Why do the antiderivatives of $y=1$ follow $e^{x}$?

Question

If you integrate $y=1$, you get $x$. If you integrate that, you get $\frac{x^{2}}{2}$, following the power rule. If you continue this, integrating over and over, the antiderivatives are: $1$, $x$, $\frac{x^{2}}{2}$, $\frac{x^{3}}{6}$, $\frac{x^{4}}{24}$, and so on. It follows the pattern of $\frac{x^{n}}{n!}$, which happens to be the infinite polynomial of $e^{x}$. Just by integrating $y=1$, you follow the $exp()$ function. Is there any intuitive way why this is?

Answer 1

As a heuristic explanation, let consider

$$f(x)=1+\int_0^x I_0(t) dt+\int_0^x I_1(t)dt+\int_0^x I_2(t)dt+\cdots$$

with $I_0(t)=1$, $I_1(t)=\int_0^t I_0(u) du=t$, $I_2(t)=\int_0^t I_1(u) du=\frac{t^2}2$, $\ldots$, $I_n(t)=\int_0^t I_{n-1}(u) du=\frac{t^n}{n!}$ such that

$$\frac{d(f(x))}{dx}=0+I_0(x)+I_1(x)+I_2(x)+\ldots=f(x)$$

that is

$$f'(x)=f(x) \quad f(0)=1 \implies f(x)=e^x$$

Refer to the related

• Possible definitions of exponential function
• Definition of $\exp(x)$

As noticed in the comments more care is needed to actually prove not only that the sum converges but that we can differentiate the sum term by term.

Answer 2

Here's a less technical, more intuitive sense: what you're building up is the series of antiderivatives of any constant $C$. By doing it an infinite amount of times, and summing all the terms, you'll get $Ce^x$. Note that $1$ is just the $C$ that you won't notice, because it can be ignored, being the identity for multiplication.

If you do this process an infinite number of times, in a "Hilbert hotel" kind of way:

• integrating each term and throwing away the potential constant is like "sliding the term to the right"
• similarly, deriving each term only "slides it to the left".

What's interesting is that, if you run this process to infinity, there's always one more term to pick from "at the end of infinity" (on the right of your sum).
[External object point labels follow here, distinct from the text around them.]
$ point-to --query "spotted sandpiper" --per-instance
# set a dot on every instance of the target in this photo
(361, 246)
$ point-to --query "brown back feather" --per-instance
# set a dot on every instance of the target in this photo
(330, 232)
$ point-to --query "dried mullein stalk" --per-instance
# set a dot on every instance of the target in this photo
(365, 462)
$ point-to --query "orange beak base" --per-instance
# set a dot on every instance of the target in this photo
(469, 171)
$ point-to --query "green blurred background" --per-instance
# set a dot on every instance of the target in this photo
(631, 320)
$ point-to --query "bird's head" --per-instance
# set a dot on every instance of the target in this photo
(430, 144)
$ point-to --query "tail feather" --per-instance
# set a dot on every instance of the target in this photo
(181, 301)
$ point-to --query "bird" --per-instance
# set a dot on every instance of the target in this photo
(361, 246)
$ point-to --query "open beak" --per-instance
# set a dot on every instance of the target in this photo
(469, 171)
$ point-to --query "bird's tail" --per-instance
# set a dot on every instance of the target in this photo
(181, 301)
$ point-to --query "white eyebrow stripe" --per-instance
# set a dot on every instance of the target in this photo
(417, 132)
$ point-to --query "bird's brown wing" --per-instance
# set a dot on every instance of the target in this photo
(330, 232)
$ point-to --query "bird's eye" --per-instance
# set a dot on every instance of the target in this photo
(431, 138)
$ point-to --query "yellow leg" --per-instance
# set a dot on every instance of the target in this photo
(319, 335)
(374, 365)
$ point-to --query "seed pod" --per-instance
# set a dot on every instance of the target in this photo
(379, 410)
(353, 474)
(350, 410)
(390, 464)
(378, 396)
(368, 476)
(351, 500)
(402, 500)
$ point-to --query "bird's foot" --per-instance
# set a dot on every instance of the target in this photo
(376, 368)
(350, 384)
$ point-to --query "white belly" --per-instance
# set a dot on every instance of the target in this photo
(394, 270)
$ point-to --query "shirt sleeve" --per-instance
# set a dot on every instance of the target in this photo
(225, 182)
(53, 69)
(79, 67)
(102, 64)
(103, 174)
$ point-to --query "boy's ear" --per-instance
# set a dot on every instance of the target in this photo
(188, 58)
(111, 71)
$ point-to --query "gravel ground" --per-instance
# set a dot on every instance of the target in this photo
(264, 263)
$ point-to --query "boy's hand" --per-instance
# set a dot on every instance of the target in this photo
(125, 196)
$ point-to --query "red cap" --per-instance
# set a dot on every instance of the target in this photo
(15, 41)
This "infinite source" of terms makes it so that the derivative of this power series (infinite polynomial) is itself.

The reason this "resolves to the exponential" specifically, is because the exponential (and more generally, functions of the form $y_0e^{x - x_0}$) are solutions to the equation $f(x) = f'(x)$ for initial conditions $(x_0, f(x_0) = y_0)$.